Now, the mode is the most frequently occurring number. Now, in this case, I don't just have one value that represents the mode. So notice, 1 had a frequency of one. 2 had a frequency of one. 3 had a frequency of two. 4 had a frequency of two. 5, two. 6, two. 7, one. So, actually, here, I really have three modes.
This won't always be like this. Sometimes you'll just have one mode. But your three modes are 3, 4, and 6, OK? So it is OK to have more than one mode. Generally, it's not as useful if you have multiple modes. Maybe if we went back another game and they scored six runs, if six happened three times, that's going to be a little more meaningful if you just have one mode. But it is possible to have multiple modes.
All right, so let's take a look at another example, also about the Minnesota Twins. The following frequency table shows the number of runs scored by the Twins for all 162 games in 2011. OK, so now notice, instead of just 10 games, we have all 162. So if you were to add up all these frequencies, these will add up to 162.
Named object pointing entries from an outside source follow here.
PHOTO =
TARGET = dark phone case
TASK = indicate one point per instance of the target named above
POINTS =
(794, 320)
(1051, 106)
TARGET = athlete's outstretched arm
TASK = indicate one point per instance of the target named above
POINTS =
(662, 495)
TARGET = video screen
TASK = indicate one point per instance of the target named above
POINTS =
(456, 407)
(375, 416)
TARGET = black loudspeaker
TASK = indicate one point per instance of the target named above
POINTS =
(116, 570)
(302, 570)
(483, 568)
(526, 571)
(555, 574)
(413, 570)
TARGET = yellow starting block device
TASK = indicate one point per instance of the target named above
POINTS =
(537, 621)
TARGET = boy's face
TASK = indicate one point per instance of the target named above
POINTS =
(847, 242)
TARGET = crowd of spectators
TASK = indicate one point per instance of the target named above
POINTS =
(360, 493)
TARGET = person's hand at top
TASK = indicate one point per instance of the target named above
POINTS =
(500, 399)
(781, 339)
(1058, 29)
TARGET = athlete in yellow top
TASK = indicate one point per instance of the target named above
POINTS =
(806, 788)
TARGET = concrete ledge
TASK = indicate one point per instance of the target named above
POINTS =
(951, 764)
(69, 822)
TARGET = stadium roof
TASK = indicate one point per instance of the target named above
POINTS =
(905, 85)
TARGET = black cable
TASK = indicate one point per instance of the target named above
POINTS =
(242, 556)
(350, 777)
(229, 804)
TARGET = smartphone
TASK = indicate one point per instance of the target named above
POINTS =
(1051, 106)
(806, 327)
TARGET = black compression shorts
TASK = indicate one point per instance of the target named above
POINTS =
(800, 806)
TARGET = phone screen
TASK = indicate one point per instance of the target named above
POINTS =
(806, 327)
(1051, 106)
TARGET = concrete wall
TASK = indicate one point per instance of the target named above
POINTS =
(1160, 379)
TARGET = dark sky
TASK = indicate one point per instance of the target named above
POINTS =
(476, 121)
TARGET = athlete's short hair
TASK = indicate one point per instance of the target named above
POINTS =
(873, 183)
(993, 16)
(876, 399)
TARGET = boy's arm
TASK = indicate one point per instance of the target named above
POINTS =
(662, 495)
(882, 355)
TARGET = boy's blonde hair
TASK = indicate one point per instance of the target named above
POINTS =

And then notice here your runs scored. All of the numbers are accounted for. It looks like they never scored 12 runs in a game, so it jumps from 11 to 13. So now the mode here is really easy to determine, because now you just look for what's the most frequent number. And if I look down, 28 is the most frequent number. 26 is close. Or 28 the highest frequency. 28 matches up with one. So, in this case, my mode is equal to one.
That's actually maybe a good reason why they didn't win that many games in 2011, is because 28 games, they only scored one run. One run will not win you many baseball games. So it's pretty easy to determine the mode when you have a frequency table like this. Again, you can have multiple modes if you're looking at a frequency, also. So let's say that this was also 28. Then my mode would be both 1 and 3.
OK, so that's kind of how to determine the mode using a frequency table. All right, and the last thing we'll look at is that for larger data sets, there can sometimes be local high points that are also called modes. So if we look in this example-- so we said that one run was the mode, because that was the most frequently occurring value. But we can also see that 3 is another very high point here. So sometimes we'll consider both 1 and 3 to both be modes.
Now, if we look at this distribution, we can see that there are some local high points here, also. So we have a local high point here around the 140s, a local high point here around 180. So since both of these are high points, we could call both of those two modes. So since this distribution has two modes, we can call it a bimodal distribution, bimodal meaning two modes.
So, again, this is a pretty clear picture of a bimodal distribution, because you do have those two local peaks. All right, that has been the tutorial on the mode. Thanks for watching.